January 17 news, with the maturity of the application of text-to-speech, text-to-map, text-to-video and other areas, the ensuing crisis of trust has also erupted in tandem. For this reason, theTencentToday announced the launch of the AI Generated Text Detection / AI Generated Image Detection tool.
Tencent officials said that although the AI-generated images are becoming more and more realistic in the details of the texture, but there are still traces to follow, Jubilee Labs developed an AI-generated image detection system, uploading the image -- waiting for verification -- to determine whether it is generated by the AI, the entire The whole process takes only a few seconds and canDefeating Magic with Magic - "Detecting" AI Generation with AI.
The detection logic behind it is mainly to capture the difference between real images and AI-generated images to differentiate them, for example AI generated images sometimes do not follow common sense logic, AI generated images need to be "watermarked", AI generated images contain hidden features.
Tencent pointed out that identifying AI-generated can often not rely on a single basis. Therefore, the AI-generated image detection system needs to utilize AI models to capture the differences between real images and AI-generated images in various features, including texture, semantics, and invisible features of the images.

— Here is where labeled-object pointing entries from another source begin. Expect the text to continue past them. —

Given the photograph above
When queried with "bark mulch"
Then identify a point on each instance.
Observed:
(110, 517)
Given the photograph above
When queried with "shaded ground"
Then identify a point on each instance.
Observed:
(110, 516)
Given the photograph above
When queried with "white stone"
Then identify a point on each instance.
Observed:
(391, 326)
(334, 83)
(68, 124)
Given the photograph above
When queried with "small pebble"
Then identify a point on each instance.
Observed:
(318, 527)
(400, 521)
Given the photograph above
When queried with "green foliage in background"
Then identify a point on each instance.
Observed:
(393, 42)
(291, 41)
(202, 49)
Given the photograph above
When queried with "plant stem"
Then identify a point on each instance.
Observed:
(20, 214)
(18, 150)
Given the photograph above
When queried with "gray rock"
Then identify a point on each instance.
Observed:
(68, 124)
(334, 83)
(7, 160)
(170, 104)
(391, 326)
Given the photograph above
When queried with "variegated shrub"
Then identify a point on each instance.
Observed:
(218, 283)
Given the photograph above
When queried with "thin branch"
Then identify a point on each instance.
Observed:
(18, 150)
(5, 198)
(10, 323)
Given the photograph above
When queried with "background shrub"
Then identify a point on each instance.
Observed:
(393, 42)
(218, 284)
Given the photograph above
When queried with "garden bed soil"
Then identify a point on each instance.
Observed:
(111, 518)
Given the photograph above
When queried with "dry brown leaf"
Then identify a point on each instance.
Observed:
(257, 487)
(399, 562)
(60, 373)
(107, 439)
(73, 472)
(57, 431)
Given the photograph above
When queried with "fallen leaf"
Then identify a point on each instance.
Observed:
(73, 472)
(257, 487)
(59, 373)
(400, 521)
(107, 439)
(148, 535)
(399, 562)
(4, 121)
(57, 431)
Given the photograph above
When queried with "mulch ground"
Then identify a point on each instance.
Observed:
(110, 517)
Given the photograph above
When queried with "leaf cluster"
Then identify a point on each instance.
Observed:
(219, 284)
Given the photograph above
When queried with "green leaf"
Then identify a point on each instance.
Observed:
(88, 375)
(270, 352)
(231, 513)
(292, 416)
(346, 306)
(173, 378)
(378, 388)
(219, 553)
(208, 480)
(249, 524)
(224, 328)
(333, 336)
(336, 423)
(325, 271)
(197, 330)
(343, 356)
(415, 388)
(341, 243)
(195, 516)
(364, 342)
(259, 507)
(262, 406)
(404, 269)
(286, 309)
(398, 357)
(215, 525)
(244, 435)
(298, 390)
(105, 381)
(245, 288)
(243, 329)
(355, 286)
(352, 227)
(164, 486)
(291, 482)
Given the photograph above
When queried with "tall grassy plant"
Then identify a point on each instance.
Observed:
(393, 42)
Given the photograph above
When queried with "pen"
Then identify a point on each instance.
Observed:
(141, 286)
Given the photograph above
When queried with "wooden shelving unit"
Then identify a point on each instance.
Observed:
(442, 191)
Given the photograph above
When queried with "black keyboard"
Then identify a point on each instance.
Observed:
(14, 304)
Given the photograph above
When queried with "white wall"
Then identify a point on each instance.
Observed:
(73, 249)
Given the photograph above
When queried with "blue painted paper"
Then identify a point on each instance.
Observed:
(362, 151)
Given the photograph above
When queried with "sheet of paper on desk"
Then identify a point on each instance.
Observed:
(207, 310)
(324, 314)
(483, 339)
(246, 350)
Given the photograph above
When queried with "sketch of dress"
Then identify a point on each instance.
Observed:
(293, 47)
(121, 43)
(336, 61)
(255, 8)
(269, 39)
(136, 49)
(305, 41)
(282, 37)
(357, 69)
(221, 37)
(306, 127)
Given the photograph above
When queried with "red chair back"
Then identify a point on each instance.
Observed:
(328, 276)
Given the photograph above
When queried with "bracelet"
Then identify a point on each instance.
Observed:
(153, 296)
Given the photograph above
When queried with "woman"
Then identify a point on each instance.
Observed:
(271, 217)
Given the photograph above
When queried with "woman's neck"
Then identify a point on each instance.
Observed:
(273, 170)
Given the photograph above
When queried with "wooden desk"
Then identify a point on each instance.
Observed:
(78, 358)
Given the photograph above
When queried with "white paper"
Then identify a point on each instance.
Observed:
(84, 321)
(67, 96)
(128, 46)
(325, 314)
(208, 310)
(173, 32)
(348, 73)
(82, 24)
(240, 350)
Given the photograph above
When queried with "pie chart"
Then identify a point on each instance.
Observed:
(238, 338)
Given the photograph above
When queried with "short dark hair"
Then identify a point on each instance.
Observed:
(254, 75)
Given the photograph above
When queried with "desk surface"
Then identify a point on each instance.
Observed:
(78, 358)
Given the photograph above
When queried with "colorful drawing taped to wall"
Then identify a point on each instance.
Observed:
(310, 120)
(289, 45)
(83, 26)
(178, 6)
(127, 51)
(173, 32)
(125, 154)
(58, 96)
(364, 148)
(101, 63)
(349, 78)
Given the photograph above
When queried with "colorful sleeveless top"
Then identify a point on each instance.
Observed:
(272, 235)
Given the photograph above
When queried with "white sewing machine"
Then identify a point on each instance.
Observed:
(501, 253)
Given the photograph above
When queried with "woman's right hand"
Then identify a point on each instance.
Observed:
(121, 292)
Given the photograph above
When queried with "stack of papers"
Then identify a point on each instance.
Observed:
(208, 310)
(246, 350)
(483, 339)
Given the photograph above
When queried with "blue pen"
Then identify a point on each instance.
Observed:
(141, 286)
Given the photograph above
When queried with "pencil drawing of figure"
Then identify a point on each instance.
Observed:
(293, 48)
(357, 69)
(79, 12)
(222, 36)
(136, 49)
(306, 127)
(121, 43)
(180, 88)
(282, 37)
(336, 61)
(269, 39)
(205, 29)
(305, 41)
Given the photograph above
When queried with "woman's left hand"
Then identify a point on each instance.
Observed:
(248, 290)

In order to improve the detection effect of the system, it uses 1.4 million positive and negative samples for model training, and considers a variety of generated content scenarios, such as human body, portraits, landscapes, landmarks, plants, movies, games, and news.Final test detection rate of over 95%The company is still in the process of optimizing and upgrading.
1AI notes that Jubilee Labs has also synchronized the development of a text detection system, through the AI Generating Text and Human Writing Content for Massive Data Learningto achieve text detection.
As with image content detection, the text detection system behind the collection ofLarge number of positive and negative samples for training, covering different domains and different large language models of the generated text. In addition, comparisons are applied to theDetection text is compared for overlap with the content predicted by the big model, to infer the AI generation probability of an article to enhance detection of unseen data.
Currently, the AI generated text detection system covers theNewsletters, official documents, novels, essaysDiverse genres such as poetry will be complemented next for improving the accuracy of text recognition.